- I am so blowing the whistle on cupcakes. Yes, it’s great to have a few shops in each city, but we don’t need more than a few. And really, what is up with the LINES of people (mostly ladies) waiting at some of these places? Ri-donkedonk. Now, I would queue up for a true Parisian croissant… but unless those sprinkles on said cupcakes start coming from happy pills, the frosting on my cupcake is of an unhappy face.
- Since we’re on dessert, what is up with all the salt ending up in my sweets? Salted caramels, lovely. Salted caramel ice cream from Bi-Rite, bring it. But when I start crunching on large flakes of salt in my chocolate dessert and suddenly need to order more water, I gotta draw the line. Please keep the monster flakes o’ Maldon away from my Madagascar chocolate.
- You didn’t think I was going to skip fro-yo, did you? Hells no. See, it’s the exact same cycle that happened back in the 80s: too many yogurt shops open at once, the city gets flooded with fro-yo, and then suddenly every place closes shop and we end up with none. It’s a runaway train of fruit-named knockoffs breeding like rabbits. And hilariously, the City doesn’t even have a Pinkberry, the mother ship of them all.
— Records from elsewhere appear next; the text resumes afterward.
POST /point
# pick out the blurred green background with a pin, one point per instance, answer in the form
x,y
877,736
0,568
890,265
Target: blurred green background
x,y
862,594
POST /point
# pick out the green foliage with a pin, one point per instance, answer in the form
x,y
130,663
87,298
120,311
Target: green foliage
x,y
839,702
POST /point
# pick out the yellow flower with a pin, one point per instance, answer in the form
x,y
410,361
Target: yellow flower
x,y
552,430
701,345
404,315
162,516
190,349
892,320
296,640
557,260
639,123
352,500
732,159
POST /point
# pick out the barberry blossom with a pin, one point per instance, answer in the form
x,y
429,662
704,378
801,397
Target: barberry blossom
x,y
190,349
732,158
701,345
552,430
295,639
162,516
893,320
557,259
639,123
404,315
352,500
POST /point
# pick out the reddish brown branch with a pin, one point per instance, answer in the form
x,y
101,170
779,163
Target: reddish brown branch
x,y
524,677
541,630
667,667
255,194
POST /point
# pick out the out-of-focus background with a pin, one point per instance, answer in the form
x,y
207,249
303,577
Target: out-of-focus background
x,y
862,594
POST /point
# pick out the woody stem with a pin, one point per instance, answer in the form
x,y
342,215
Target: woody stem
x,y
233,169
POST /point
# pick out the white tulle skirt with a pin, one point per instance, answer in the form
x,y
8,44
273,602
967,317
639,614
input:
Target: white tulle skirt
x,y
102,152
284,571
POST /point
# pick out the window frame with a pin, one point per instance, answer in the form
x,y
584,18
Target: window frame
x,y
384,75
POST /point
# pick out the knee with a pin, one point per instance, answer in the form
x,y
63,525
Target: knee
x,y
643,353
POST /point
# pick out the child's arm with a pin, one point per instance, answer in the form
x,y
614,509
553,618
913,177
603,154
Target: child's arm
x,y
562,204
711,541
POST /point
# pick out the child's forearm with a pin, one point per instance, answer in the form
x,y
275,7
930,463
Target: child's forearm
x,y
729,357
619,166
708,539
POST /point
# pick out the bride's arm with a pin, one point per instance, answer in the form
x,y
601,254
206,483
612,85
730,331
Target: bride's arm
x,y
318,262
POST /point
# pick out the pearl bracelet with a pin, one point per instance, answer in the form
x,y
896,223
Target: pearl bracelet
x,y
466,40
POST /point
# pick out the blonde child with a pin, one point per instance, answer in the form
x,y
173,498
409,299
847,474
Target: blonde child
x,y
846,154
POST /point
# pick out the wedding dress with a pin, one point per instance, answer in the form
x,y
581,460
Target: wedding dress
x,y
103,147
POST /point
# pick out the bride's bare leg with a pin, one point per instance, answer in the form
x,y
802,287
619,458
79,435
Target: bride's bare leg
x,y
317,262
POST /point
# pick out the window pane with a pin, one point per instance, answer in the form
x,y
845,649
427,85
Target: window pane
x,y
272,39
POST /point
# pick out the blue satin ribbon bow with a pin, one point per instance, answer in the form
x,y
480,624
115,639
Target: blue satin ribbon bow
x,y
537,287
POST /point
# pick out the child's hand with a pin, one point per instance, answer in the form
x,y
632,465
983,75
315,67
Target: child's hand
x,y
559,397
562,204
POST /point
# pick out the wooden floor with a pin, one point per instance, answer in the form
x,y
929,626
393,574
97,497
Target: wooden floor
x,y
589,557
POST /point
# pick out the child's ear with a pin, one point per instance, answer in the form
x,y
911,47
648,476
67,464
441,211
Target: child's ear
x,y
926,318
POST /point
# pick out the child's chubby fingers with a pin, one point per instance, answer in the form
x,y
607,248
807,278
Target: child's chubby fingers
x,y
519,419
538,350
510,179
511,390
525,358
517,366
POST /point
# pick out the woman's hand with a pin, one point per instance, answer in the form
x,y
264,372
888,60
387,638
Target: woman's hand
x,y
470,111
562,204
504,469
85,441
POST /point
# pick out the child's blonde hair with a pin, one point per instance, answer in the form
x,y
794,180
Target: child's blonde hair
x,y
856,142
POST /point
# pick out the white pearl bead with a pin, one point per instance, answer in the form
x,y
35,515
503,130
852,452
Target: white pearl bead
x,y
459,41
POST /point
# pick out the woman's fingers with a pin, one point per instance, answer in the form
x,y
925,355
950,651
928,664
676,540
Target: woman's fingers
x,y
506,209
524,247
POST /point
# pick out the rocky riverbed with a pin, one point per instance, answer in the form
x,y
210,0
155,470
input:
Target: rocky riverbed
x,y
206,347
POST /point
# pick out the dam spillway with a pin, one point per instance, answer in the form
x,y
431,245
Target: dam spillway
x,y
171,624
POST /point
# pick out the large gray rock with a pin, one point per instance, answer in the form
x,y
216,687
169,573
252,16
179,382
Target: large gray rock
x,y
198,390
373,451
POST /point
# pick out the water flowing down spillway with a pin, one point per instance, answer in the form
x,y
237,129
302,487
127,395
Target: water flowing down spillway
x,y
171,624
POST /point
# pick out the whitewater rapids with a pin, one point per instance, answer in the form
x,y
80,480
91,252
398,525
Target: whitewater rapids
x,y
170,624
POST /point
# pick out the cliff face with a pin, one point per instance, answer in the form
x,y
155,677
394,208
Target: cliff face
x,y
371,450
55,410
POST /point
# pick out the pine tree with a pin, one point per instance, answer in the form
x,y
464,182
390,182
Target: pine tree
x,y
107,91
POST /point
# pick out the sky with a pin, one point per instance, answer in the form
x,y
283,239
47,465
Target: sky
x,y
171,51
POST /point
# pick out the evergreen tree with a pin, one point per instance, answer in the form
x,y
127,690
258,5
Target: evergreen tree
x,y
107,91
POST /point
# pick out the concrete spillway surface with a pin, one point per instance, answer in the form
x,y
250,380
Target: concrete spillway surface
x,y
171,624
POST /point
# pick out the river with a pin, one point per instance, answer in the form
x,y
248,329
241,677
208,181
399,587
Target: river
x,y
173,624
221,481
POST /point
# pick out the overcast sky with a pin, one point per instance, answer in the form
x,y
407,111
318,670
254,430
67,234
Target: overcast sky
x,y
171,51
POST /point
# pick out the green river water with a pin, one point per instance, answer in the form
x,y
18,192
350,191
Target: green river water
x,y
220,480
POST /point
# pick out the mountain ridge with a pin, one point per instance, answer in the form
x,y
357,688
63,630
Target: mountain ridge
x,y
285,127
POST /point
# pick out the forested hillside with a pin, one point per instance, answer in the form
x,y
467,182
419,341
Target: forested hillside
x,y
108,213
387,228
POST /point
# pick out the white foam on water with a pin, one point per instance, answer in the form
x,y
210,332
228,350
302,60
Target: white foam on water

- Ahem on mixology mayhem. Now, I love my cocktails as much as the next boozehound. And we’re blessed to have so many pros in San Francisco who can make a spectacular cocktail—I dig the “kitchen notes” in a lot of drinks that make them pair well with food, or help my cocktail do double duty as an appetizer, heh. But more and more I find myself glazing over when my drink starts to sound like something I should be eating in a haute French restaurant, with a detailed description of each and every ingredient and the techniques used to make the darned thing. Can we dial this back to five, or six? (The hype, and the minutes it takes to make it.) Let’s get back to having the folks behind the stick be bartenders first, mixologists second. Which is why I am finding myself back on Manhattans. They’re quick, because yo, I’m thirsty. And it better not cost $14.
- I know I’m gonna get some heat on this one, but the cocktail consulting thing at local restos also needs some reining in. A good cocktail list does not a good restaurant make. Yeah, the cocktail program reads great on the restaurant’s press release, and it’s all dandy during the opening when the startenders are there, but what is going on with those drinks a month or two later? That quality control thing is tricky. I’d prefer simpler drinks (see above), less fanfare.
- This one is a cautionary tale: bacon. I totally dug the pigwich at Orson, and the bacon with apple and maple donut from Dynamo was an item whose time had come. But folks experimenting with bacon better stop acting all OCG (Original Culinary Gangster) because look around, everyone is doing it. Bacon is totally jumping the shark.
- Ditto on poached eggs. Breakfast, it’s what’s for dinner! Not. I eat far too many eggs every week; they’re definitely going with me to the desert island. But man, can we take it (over) easy? Eggs are making appearances on dinner menus everywhere. Unless the chef is doing something really unique, like Seis Kamimura at Postrio, who is soft-cooking an egg inside a Wolfe Ranch quail, wrapping that puppy in San Daniele prosciutto, then deep frying it, and glazing the quail with a maple Banyuls vinegar gastrique—otherwise, can we just leave the poached eggs to the brunch places, truffle season, pizzas, and bistros serving salade Lyonnaise?
- Large plates, but small tables, and even smaller portions. ‘Nuff said.
- Communal tables, especially the big ones that are so wide you can’t hear your friend sitting across from you, especially with all the other people around talkin’ loudly. So much for communal. Yes, they are a clever way to seat single diners or a random group of folks who don’t have reservations, but find me anyone out there who brightens up when the reservationist says, “No, we don’t have any tables available that night, but we do have first-come, first-served spots at our communal table!”
- Did I just hear that woman at the table next to me ask if the salad was local? Yeah lady, the menu says it’s from County Line Harvest, relax. The intense local / sustainable / organic policing that is happening at restaurant tables is making my head hurt. It’s like the Inquisition! These are fine questions to ask of your salmon, your beef, and your tomatoes during that pesky scare, but what’s coming under the microscope next, the garnish in your drink, and the chocolate shavings on your dessert? Why even eat out?